You know, it is possible to be a Christian and still have a rational respect for the evidence. Take, for example, the Reverend Adam Sedgwick, an opponent of evolution in the 19th century, but also someone who worked out details of the geological column and determined that the idea that there was a single, defining world-wide flood was untenable. Or Charles Lyell, who struggled with the idea of evolution because it conflicted with his religious beliefs, but who was a major force in bringing about the understanding of geology as a product of continually acting forces. Or the Reverend William Buckland, who believed in a global flood, but regarded it as insufficient to account for the wealth of geological complexity — he would not have looked at the timeline and tried to compress it into the product of a single biblical event.

These were people working almost 200 years ago. The question of flood geology has long been settled — it’s wrong. And the evidence has only gotten stronger since for an old earth and a complex history. Marcus Ross is a man standing among a collection of some of the best and strongest and most thoroughly vetted and cross-checked evidence that directly contradicts what he claims, and he is spluttering out ignorant uncomprehending gibberish. He has a doctorate in the geosciences, we are always told, but he learned nothing. That ought to be the story here, about the peculiar psychology of these purblind creationists, but the journalist just let’s it slide by.

How bad is the ‘education’ these poor students receive at Liberty University? This anecdote tells the tale.

Near the end of the “Evolution Trail,” the class showed no signs of being swayed by the polished, enthusiastic presentation of Darwin’s theory. They were surprised, though, by the bronze statue of man’s earliest mammalian ancestor.

“A rat?” exclaimed Amanda Runions, a 21-year-old biochemistry major, when she saw the model of a morganucodon, a rodent-like ancient mammal that curators have dubbed Grandma Morgie. “All this hype for a rat? You’re expecting, like, at least an ape.”

Morganucodon is a genus of early mammals that lived over 200 million years ago. 200 million years ago. We’re talking about the Upper Triassic, in the early part of the Mesozoic. She is expecting apes? She thinks the only animals worth getting excited about must be primates? She is surprised by the fact that paleontology reveals a succession of forms, with the only mammals in the early Mesozoic being small rat-like forms? Oh, dear, don’t introduce her to the Paleozoic, she’ll be shocked at the mere fish that represent our ancestors of the time.

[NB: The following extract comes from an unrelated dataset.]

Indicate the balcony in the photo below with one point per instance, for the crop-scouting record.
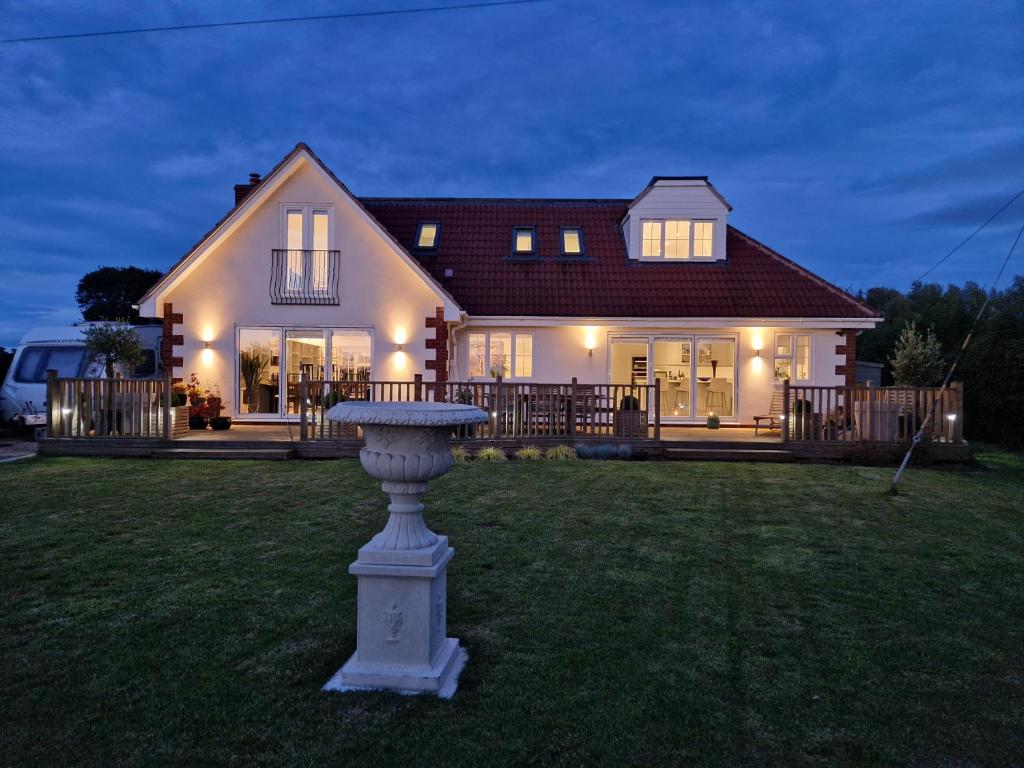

The real story here, the one that the staff writer for the Washington Post ignored, is that Liberty University is victimizing young people like that woman and making them believe that they are biochemistry majors when they’re actually being intellectually abused by an anti-scientific propaganda mill. There was a time when investigative journalism was actually practiced, and this would be an opportunity to expose a disgraceful pseudo-academic fraud.